JERUSALEM (Reuters) - California-based electric car operator Better Place unveiled plans on Thursday to build a charging system for electric vehicles in Jerusalem, in addition to a network it has installed in the Israeli city of Tel Aviv.
About 100 charging stations will be placed on Jerusalem streets by 2011, when Israel plans to have electric cars available for mass consumption, Shai Agassi, CEO of Better Place, said. Twenty of the stations have already been placed.
At a ceremony where he signed the agreement with Israeli officials, Agassi said a transition to greener means of transportation could make for cleaner air, and called Israel “a leader in the road to sustainable mobility.”

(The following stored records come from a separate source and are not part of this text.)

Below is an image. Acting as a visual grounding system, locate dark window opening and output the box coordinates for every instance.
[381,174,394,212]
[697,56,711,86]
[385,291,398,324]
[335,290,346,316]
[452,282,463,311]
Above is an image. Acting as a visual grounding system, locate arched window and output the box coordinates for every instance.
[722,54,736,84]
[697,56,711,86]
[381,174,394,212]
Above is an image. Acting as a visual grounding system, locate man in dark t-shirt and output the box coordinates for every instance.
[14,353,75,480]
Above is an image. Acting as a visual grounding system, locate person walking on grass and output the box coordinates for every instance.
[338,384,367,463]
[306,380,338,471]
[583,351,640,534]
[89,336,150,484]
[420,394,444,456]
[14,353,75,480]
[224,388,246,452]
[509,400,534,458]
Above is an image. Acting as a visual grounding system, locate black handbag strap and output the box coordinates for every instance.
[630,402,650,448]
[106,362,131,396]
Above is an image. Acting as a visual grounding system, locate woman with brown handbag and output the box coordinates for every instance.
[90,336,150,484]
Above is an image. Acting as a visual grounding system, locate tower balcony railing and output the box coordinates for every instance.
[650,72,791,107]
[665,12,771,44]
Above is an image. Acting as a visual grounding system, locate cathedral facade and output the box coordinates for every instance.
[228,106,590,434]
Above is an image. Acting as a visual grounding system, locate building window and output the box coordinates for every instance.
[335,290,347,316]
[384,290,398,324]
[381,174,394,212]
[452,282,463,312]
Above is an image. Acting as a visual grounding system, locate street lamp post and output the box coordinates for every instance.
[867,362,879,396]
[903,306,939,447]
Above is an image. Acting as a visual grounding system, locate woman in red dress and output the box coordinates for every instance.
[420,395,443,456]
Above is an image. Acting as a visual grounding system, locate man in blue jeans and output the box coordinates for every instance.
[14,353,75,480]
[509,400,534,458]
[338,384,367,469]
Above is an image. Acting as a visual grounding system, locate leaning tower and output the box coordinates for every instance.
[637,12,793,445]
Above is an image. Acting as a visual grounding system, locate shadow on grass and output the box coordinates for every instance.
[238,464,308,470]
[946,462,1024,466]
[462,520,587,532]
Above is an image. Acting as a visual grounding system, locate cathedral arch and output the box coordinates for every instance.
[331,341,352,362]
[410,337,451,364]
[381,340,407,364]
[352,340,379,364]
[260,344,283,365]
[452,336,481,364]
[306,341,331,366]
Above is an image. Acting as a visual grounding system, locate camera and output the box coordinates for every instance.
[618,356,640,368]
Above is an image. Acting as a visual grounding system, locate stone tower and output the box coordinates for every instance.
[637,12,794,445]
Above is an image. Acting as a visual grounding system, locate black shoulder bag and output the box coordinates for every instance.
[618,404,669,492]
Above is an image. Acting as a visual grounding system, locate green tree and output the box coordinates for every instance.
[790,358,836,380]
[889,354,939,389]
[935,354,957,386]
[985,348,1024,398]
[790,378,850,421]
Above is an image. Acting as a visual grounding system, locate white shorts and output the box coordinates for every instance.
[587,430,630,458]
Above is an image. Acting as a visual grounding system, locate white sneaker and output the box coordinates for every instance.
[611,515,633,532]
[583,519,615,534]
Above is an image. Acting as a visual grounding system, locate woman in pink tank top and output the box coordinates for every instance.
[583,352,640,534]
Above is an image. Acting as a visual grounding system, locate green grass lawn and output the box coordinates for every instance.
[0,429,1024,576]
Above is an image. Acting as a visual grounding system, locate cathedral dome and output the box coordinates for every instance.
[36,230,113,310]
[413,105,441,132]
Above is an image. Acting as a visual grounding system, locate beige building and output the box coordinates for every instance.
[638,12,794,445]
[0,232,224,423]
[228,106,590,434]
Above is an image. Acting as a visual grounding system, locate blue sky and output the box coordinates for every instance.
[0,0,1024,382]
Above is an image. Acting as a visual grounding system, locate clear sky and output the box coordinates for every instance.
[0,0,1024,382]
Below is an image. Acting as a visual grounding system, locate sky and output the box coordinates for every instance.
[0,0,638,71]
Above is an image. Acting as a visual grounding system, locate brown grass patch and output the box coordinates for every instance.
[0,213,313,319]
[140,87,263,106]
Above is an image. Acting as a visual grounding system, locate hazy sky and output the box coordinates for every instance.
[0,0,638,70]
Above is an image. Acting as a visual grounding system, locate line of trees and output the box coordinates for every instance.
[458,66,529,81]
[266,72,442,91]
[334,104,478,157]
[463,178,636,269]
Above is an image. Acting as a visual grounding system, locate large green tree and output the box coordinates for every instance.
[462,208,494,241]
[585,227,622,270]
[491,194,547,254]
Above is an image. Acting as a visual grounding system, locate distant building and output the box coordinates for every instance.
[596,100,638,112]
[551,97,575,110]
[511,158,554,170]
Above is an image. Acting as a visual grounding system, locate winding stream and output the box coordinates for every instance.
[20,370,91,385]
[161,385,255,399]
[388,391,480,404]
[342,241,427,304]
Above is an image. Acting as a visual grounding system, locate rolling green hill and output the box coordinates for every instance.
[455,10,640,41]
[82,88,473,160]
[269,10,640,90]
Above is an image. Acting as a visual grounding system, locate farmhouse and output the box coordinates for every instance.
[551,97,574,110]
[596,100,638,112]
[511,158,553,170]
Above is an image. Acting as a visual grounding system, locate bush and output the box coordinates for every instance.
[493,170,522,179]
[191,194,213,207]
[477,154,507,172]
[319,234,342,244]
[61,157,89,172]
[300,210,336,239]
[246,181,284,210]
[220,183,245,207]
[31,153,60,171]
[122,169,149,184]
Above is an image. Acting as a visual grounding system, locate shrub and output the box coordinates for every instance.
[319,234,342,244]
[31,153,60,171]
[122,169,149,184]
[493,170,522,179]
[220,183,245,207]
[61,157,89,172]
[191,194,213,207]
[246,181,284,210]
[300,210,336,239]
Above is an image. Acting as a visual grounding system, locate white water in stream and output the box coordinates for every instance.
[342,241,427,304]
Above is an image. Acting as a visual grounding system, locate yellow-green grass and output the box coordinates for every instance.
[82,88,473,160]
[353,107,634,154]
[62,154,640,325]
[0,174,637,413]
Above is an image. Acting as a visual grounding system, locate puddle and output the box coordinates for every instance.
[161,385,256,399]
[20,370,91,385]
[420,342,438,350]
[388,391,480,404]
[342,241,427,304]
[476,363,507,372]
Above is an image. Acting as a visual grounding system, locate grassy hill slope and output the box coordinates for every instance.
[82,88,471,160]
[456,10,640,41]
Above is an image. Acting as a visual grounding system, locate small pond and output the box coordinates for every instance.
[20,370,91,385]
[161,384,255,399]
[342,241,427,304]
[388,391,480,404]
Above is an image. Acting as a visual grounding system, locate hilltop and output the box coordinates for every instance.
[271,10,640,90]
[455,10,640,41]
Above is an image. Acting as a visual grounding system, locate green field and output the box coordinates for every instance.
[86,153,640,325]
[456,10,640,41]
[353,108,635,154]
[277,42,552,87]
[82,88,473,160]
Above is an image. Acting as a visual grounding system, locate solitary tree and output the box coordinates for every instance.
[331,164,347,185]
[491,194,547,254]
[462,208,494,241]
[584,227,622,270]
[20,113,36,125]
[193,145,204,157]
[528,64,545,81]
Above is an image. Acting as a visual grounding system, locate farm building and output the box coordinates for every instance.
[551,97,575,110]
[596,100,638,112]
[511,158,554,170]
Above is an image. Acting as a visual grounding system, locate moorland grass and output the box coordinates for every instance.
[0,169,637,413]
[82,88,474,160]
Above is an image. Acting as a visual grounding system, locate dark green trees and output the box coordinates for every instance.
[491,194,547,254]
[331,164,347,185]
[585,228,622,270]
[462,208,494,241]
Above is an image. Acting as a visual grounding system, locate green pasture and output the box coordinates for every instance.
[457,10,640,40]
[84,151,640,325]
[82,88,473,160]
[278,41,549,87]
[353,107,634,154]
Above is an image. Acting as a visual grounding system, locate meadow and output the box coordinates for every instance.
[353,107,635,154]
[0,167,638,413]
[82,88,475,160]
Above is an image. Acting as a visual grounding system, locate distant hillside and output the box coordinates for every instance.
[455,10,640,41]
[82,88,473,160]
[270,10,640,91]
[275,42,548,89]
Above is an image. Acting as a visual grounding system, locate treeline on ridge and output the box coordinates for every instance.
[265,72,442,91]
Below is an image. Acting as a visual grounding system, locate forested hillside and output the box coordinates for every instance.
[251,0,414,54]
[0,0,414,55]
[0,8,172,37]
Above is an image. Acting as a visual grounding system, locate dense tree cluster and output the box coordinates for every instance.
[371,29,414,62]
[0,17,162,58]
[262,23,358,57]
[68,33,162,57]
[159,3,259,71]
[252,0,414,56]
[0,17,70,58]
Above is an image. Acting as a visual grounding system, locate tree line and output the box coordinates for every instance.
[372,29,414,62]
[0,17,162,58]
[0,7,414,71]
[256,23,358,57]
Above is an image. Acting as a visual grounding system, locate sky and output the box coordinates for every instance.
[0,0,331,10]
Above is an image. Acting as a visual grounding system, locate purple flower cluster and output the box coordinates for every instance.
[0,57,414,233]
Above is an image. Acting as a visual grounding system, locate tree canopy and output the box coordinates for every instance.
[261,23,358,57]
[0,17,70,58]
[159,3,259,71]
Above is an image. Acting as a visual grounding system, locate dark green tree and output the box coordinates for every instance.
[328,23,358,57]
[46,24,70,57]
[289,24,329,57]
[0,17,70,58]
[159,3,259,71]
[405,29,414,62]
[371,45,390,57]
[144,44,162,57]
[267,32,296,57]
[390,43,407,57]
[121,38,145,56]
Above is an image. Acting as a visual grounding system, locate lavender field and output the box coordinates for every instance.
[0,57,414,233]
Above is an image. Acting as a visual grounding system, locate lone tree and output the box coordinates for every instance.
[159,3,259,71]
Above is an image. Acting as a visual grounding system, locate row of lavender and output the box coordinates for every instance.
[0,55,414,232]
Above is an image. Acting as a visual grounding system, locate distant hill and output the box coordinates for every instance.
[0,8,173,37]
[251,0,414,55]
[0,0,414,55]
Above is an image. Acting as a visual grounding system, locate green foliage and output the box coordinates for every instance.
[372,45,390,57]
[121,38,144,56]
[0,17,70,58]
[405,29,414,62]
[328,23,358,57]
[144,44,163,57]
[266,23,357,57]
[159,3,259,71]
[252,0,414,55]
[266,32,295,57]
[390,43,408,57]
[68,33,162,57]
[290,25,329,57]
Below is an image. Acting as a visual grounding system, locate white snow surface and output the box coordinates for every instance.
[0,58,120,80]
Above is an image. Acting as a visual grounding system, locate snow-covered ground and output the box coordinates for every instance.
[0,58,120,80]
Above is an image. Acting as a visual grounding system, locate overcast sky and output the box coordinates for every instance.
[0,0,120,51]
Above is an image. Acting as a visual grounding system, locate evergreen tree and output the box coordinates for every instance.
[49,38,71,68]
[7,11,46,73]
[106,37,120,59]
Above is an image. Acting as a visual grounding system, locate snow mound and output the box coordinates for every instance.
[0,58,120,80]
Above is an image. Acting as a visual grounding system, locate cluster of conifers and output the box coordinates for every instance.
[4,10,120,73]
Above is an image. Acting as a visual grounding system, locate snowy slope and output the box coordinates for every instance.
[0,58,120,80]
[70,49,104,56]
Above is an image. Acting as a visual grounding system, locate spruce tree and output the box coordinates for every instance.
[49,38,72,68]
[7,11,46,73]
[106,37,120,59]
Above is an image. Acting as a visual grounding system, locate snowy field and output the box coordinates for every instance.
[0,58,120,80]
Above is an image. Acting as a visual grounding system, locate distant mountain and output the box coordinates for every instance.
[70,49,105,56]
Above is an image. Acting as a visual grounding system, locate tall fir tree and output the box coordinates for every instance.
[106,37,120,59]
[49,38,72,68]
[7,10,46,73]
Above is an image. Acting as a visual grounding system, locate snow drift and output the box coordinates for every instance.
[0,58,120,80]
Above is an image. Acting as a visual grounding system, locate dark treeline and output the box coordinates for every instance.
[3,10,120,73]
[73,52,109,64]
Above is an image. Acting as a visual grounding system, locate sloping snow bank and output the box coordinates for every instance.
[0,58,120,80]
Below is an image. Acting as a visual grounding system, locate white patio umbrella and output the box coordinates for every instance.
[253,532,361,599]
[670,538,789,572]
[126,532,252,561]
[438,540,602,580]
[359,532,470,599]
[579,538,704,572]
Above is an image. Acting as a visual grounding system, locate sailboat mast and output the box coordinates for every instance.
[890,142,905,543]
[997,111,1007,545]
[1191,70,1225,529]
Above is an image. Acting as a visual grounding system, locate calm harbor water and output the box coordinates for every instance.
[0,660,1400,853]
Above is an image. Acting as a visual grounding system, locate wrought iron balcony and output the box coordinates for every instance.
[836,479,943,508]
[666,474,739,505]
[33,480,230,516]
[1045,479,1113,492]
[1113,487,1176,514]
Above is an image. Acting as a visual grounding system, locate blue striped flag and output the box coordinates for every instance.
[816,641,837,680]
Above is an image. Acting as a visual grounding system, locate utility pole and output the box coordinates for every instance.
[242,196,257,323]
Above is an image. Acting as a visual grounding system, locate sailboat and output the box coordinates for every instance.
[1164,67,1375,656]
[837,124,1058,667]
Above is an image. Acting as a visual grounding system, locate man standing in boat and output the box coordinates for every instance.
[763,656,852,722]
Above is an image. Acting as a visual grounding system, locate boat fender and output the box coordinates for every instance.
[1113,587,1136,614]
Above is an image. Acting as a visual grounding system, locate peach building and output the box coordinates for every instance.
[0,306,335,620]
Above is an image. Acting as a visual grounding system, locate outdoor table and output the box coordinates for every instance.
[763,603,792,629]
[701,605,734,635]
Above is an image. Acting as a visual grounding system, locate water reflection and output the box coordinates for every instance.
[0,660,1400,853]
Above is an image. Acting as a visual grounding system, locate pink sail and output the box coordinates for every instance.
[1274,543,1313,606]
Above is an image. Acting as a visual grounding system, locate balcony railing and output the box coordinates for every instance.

Electric car batteries used in Israel will have a range of 160-200 km (100-125 miles), sufficient to cover the distances among most of the small country’s main urban centers. They would take 3-4 hours to charge, Better Place said in a statement.
Israel regards Jerusalem as its indivisible capital, including the eastern sector it captured in a 1967 war and annexed in a move not recognized internationally. Palestinians want the city as capital of a future state.
Better Place, a $200-million venture-backed company, is in an early stage, testing charge spots in Israel with plans to follow in Denmark, and is working with Renault and Nissan to develop electric car infrastructure.
The firm has also announced partnerships with Australia, California and Hawaii, worth about $2 billion in total, to expand its network in the coming years as markets search for alternatives to cut carbon emissions and pricey fuel imports.